Framing variable length sequences

When dealing with variable length signals (e.g. audio) it is common to "frame" them into multiple fixed length windows. These windows can overlap if the 'step' of the frame is less than the frame length. tf.contrib.signal.frame does exactly this. For example:

# A batch of float32 time-domain signals in the range [-1, 1] with shape
# [batch_size, signal_length]. Both batch_size and signal_length may be unknown.
signals = tf.placeholder(tf.float32, [None, None])

# Compute a [batch_size, ?, 128] tensor of fixed length, overlapping windows
# where each window overlaps the previous by 75% (frame_length - frame_step
# samples of overlap).
frames = tf.contrib.signal.frame(signals, frame_length=128, frame_step=32)

The axis parameter to tf.contrib.signal.frame allows you to frame tensors with inner structure (e.g. a spectrogram):

# `magnitude_spectrograms` is a [batch_size, ?, 129] tensor of spectrograms. We
# would like to produce overlapping fixed-size spectrogram patches; for example,
# for use in a situation where a fixed size input is needed.
magnitude_spectrograms = tf.abs(tf.contrib.signal.stft(
    signals, frame_length=256, frame_step=64, fft_length=256))

# `spectrogram_patches` is a [batch_size, ?, 64, 129] tensor containing a
# variable number of [64, 129] spectrogram patches per batch item.
spectrogram_patches = tf.contrib.signal.frame(
    magnitude_spectrograms, frame_length=64, frame_step=16, axis=1)

Reconstructing framed sequences and applying a tapering window

tf.contrib.signal.overlap_and_add can be used to reconstruct a signal from a framed representation. For example, the following code reconstructs the signal produced in the preceding example:

# Reconstructs `signals` from `frames` produced in the above example. However,
# the magnitude of `reconstructed_signals` will be greater than `signals`.
reconstructed_signals = tf.contrib.signal.overlap_and_add(frames, frame_step=32)

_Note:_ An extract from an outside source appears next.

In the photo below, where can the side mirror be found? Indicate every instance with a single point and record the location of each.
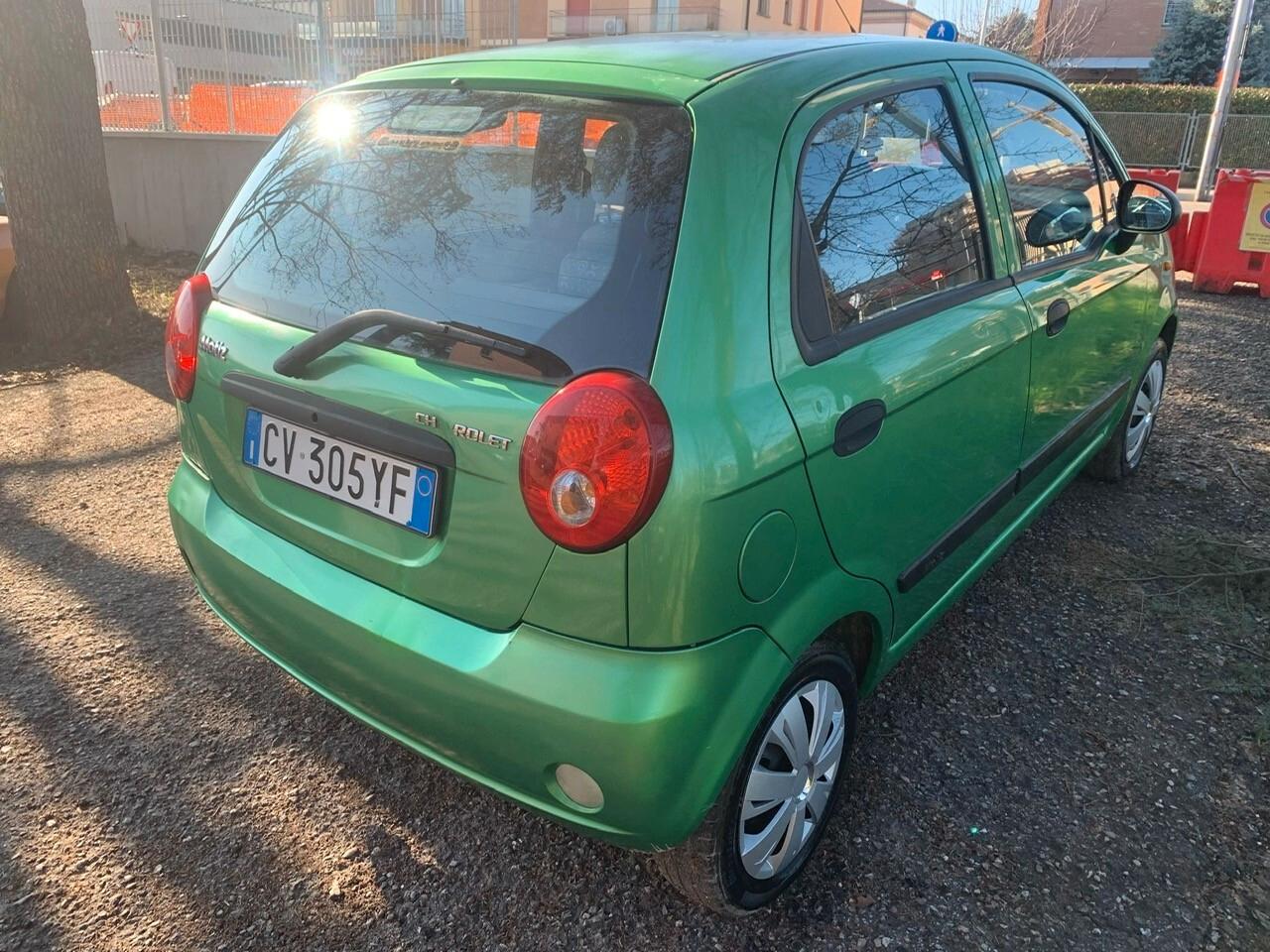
(1058, 222)
(1147, 208)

Note that because frame_step is 25% of frame_length in the above example, the resulting reconstruction will have a greater magnitude than the original signals. To compensate for this, we can use a tapering window function. If the window function satisfies the Constant Overlap-Add (COLA) property for the given frame step, then it will recover the original signals.

tf.contrib.signal.hamming_window and tf.contrib.signal.hann_window both satisfy the COLA property for a 75% overlap.

frame_length = 128
frame_step = 32
windowed_frames = frames * tf.contrib.signal.hann_window(frame_length)
reconstructed_signals = tf.contrib.signal.overlap_and_add(
    windowed_frames, frame_step)

Computing spectrograms

A spectrogram is a time-frequency decomposition of a signal that indicates its frequency content over time. The most common approach to computing spectrograms is to take the magnitude of the Short-time Fourier Transform (STFT), which tf.contrib.signal.stft can compute as follows:

# A batch of float32 time-domain signals in the range [-1, 1] with shape
# [batch_size, signal_length]. Both batch_size and signal_length may be unknown.
signals = tf.placeholder(tf.float32, [None, None])

# `stfts` is a complex64 Tensor representing the Short-time Fourier Transform of
# each signal in `signals`. Its shape is [batch_size, ?, fft_unique_bins]
# where fft_unique_bins = fft_length // 2 + 1 = 513.
stfts = tf.contrib.signal.stft(signals, frame_length=1024, frame_step=512,

# A power spectrogram is the squared magnitude of the complex-valued STFT.
# A float32 Tensor of shape [batch_size, ?, 513].
power_spectrograms = tf.real(stfts * tf.conj(stfts))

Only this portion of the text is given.